Dados demonstram que somente o Congresso Nacional possui 278 projetos de lei (PLs) sobre autismo em tramitação, sendo 22 no Senado e 256 na Câmara
No mês em que celebramos a visibilidade das pessoas com Transtorno do Espectro Autista (TEA), é essencial refletir sobre os caminhos que o Brasil tem trilhado para garantir os direitos dessa população.
A judicialização na área da saúde tem se tornado um instrumento frequentemente acionado por famílias que buscam acesso a terapias, medicamentos e atendimentos especializados — muitas vezes negados pelo sistema público. Embora não seja desejável que o Judiciário substitua o papel do Executivo, a atuação judicial tem sido, em muitos casos, o único meio eficaz de assegurar o direito à saúde.

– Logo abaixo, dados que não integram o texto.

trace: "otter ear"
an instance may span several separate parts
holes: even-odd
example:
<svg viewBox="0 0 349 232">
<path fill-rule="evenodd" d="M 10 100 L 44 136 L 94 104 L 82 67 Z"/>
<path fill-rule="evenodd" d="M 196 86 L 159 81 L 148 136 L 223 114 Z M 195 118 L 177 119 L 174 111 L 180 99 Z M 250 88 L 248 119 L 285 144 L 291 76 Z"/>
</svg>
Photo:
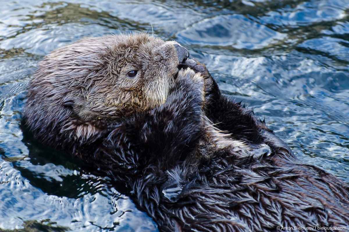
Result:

Para José Luiz Souza de Moraes, presidente da Associação dos Procuradores do Estado de São Paulo (APESP), frisa que não se deve defender a judicialização como regra, uma vez que o administrador público é quem detém legitimidade democrática para definir políticas públicas, com base em dados, orçamentos e prioridades coletivas.
“O Judiciário, por sua vez, tem como missão corrigir distorções, especialmente quando políticas públicas deixam de garantir direitos fundamentais. O problema é que, ao decidir sobre demandas específicas, o juiz tem uma “visão de túnel”, ou seja, enxerga apenas o caso concreto, sem considerar o impacto sistêmico de sua decisão. O gestor público, ao contrário, precisa analisar o todo: múltiplos programas, recursos limitados, necessidades diversas”, explica.
No contexto do TEA, essa tensão é evidente. O acesso a tratamentos como ABA (Análise do Comportamento Aplicada), fonoaudiologia, psicopedagogia e transporte escolar adaptado, por exemplo, muitas vezes é conquistado via judicialização. “Isso revela o quão deficiente ainda é a oferta pública de um cuidado transversal e estruturado. O autismo não diz respeito apenas à saúde, mas à educação, assistência social, mobilidade urbana e inclusão produtiva. Exige, portanto, políticas públicas construídas com olhar global e intersetorial”, afirma Moraes.
De acordo com dados da Frente da Saúde Mental (FPSM), somente o Congresso Nacional possui 278 projetos de lei (PLs) sobre autismo em tramitação, sendo 22 no Senado e 256 na Câmara. Conforme o relatório técnico produzido pelo Núcleo de Pesquisa em Políticas Públicas de Saúde Mental do Instituto de Psiquiatria da UFRJ, nas proposições legislativas na Câmara dos Deputados, houve um aumento de 63% de PLs voltados a pessoas com TEA nos anos de 2021 a 2022 em comparação aos anos de 2023 a 2024.
O estado de São Paulo tem dado alguns passos importantes, como a criação do Plano Estadual Integrado para Pessoas com Transtorno do Espectro do Autismo (PEIPTEA), que articula ações entre as secretarias da Saúde, Educação, Direitos da Pessoa com Deficiência e Desenvolvimento Social. “O uso do cordão de girassol como símbolo de deficiências ocultas, a criação de centros de referência e a expansão de serviços terapêuticos são avanços relevantes. Mas ainda insuficientes”, defende.
Além disso, em nível estadual, são duas legislações em vigor: a Lei nº 17.158/2019, que institui a Política Estadual de Proteção dos Direitos da Pessoa com Transtorno do Espectro Autista – TEA; e a Lei nº 17.744/2023, que autoriza a criação de Centros de Referência e Atendimento Especializado às Pessoas com TEA.
O presidente da APESP entende que o olhar para pessoas com TEA demanda políticas contínuas, financiadas e avaliadas de forma permanente. “A judicialização, quando necessária, deve ser um alerta, não uma rotina. Que neste mês de visibilidade, avancemos na construção de um Estado que compreenda o autismo como pauta prioritária, e que saiba garantir dignidade sem precisar ser provocado judicialmente a todo momento”, conclui.